Decor’s production (which appears on every track, though he gets ups from Lunatic and Victor Tavarez) eschews most of the traditions of song structure, adopting the split personality of his rhymes. At times, like in “Thin Line,” he samples soul records before working in a wispy Auto-Tune line that darkens the source material. Album closer “Superstah” sprawls even wider to work the excessive hook of “don’t be afraid of shit” into the beat before disintegrating down to pure hi-hats and bass and resurfacing in a glitch.

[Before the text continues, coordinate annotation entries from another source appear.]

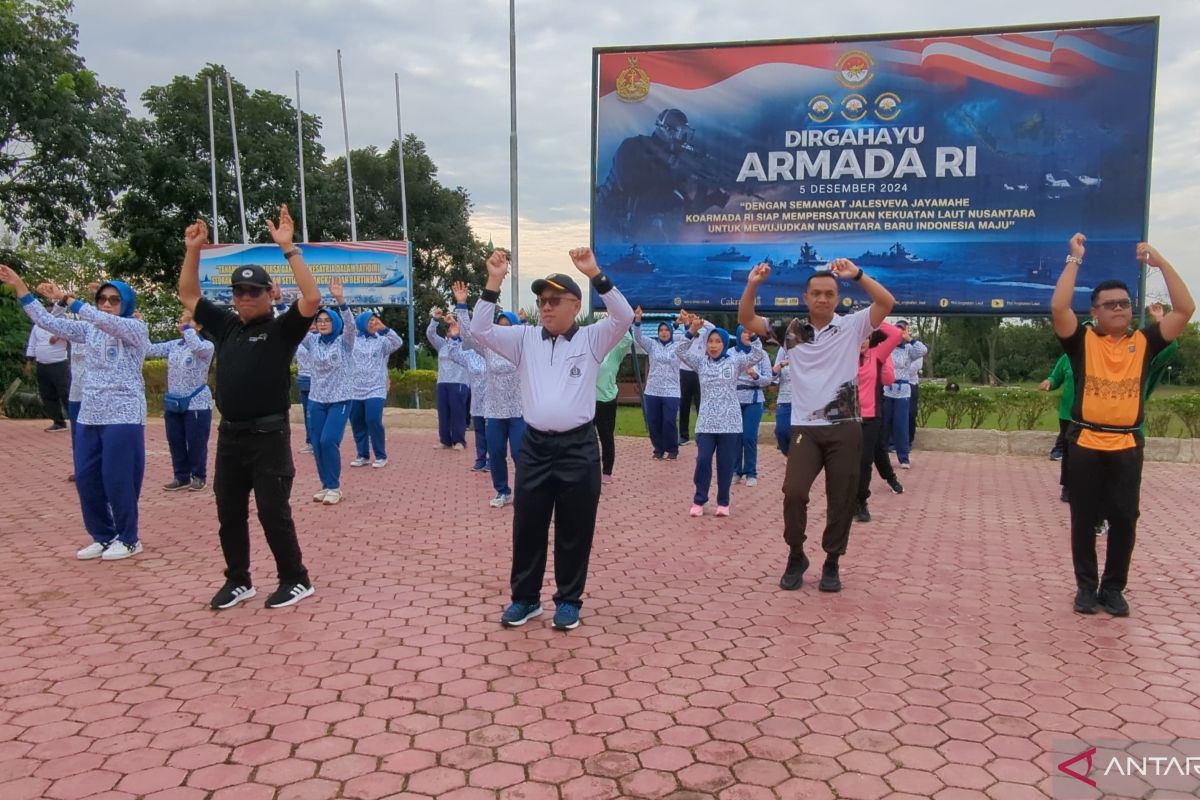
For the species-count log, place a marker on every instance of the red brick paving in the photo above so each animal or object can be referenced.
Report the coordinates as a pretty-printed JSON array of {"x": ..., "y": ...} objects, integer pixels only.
[{"x": 948, "y": 667}]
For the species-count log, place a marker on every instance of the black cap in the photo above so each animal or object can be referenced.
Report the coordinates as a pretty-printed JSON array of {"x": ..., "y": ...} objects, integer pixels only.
[
  {"x": 557, "y": 281},
  {"x": 250, "y": 276}
]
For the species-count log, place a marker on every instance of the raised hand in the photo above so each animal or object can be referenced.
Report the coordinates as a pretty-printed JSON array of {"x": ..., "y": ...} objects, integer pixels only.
[
  {"x": 498, "y": 265},
  {"x": 285, "y": 230},
  {"x": 1149, "y": 256},
  {"x": 585, "y": 262},
  {"x": 844, "y": 268},
  {"x": 196, "y": 235},
  {"x": 1078, "y": 250},
  {"x": 759, "y": 274},
  {"x": 51, "y": 292}
]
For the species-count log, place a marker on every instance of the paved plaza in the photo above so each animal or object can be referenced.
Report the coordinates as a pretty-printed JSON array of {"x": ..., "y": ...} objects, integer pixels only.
[{"x": 949, "y": 667}]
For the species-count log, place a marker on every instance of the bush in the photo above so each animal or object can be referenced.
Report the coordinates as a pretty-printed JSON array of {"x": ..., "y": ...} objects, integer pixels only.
[
  {"x": 407, "y": 388},
  {"x": 931, "y": 396},
  {"x": 1187, "y": 408},
  {"x": 1158, "y": 419}
]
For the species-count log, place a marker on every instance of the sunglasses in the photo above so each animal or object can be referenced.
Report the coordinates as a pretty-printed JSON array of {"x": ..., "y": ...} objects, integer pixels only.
[{"x": 551, "y": 301}]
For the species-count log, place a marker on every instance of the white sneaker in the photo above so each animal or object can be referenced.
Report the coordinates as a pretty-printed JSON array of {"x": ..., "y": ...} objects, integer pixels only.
[
  {"x": 119, "y": 549},
  {"x": 93, "y": 551}
]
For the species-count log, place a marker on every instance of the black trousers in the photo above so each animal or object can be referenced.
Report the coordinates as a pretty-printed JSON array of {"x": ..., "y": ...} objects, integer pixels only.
[
  {"x": 54, "y": 389},
  {"x": 261, "y": 463},
  {"x": 558, "y": 475},
  {"x": 875, "y": 452},
  {"x": 837, "y": 449},
  {"x": 606, "y": 425},
  {"x": 1103, "y": 483},
  {"x": 689, "y": 398}
]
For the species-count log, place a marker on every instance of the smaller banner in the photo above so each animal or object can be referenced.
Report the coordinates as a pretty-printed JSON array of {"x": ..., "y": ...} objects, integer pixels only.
[{"x": 373, "y": 272}]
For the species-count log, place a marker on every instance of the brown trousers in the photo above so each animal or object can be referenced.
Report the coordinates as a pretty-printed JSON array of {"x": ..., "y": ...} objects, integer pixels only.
[{"x": 837, "y": 449}]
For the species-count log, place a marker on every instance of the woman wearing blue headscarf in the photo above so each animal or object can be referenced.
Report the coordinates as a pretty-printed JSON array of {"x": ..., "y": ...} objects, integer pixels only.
[
  {"x": 372, "y": 347},
  {"x": 661, "y": 395},
  {"x": 109, "y": 441},
  {"x": 331, "y": 349},
  {"x": 719, "y": 422}
]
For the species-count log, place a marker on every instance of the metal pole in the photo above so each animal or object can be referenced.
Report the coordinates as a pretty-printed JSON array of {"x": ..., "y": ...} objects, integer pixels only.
[
  {"x": 304, "y": 202},
  {"x": 213, "y": 164},
  {"x": 346, "y": 133},
  {"x": 237, "y": 161},
  {"x": 403, "y": 230},
  {"x": 513, "y": 145}
]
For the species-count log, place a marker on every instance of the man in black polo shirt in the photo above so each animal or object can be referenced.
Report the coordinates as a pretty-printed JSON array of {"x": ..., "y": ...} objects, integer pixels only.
[{"x": 253, "y": 358}]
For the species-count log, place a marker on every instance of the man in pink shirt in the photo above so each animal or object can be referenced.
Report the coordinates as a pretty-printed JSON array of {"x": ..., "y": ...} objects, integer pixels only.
[{"x": 875, "y": 371}]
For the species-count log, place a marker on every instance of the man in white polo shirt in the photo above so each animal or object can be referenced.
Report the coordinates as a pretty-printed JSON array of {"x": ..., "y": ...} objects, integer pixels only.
[
  {"x": 558, "y": 464},
  {"x": 827, "y": 432}
]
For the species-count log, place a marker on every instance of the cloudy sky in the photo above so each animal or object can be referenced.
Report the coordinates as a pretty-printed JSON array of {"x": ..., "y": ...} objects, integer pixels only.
[{"x": 453, "y": 59}]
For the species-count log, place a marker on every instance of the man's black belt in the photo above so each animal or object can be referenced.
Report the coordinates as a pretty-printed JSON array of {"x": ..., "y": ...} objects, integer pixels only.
[{"x": 270, "y": 423}]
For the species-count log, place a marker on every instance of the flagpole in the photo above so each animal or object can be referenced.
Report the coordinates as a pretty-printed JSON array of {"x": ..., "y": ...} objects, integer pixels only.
[
  {"x": 403, "y": 230},
  {"x": 513, "y": 144},
  {"x": 346, "y": 133},
  {"x": 304, "y": 204},
  {"x": 213, "y": 164},
  {"x": 237, "y": 161}
]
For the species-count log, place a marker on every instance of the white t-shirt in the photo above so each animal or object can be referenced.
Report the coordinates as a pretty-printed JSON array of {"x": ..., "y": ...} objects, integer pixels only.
[{"x": 825, "y": 371}]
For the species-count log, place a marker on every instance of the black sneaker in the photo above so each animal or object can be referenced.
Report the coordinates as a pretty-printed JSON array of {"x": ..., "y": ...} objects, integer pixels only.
[
  {"x": 231, "y": 595},
  {"x": 1085, "y": 602},
  {"x": 793, "y": 573},
  {"x": 288, "y": 594},
  {"x": 1114, "y": 602},
  {"x": 829, "y": 579}
]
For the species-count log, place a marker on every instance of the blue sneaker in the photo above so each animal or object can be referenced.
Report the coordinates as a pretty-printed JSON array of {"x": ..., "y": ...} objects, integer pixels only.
[
  {"x": 520, "y": 613},
  {"x": 567, "y": 617}
]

The title track “LV BN BRK” is far and away the tape’s highlights. Decor begins with a Tyler, the Creator-like snarl that transforms into an anthem about how he revels in the come-up. He tries on a lean-rap affectation at some points, even borrowing West’s 808’s-era vocoder for the interlude. This is the one instance in which the schizophrenia really pays off. Instead of sounding like a poorly edited mashup, he comes off as the voice of the hip-hop industry as a whole, embroiling all the popular facers of the genre into an empowering expression of the struggle.

It’s jarring, sure, and there are spots (all of “Wartah”) that are too grating to really enjoy, but there’s a lot to be said about the depth of Decor’s ambition. There’s on pigeonhole large enough to fit the capricious rapper, and that’s a concerted effort I can appreciate. Especially when it comes without a price tag.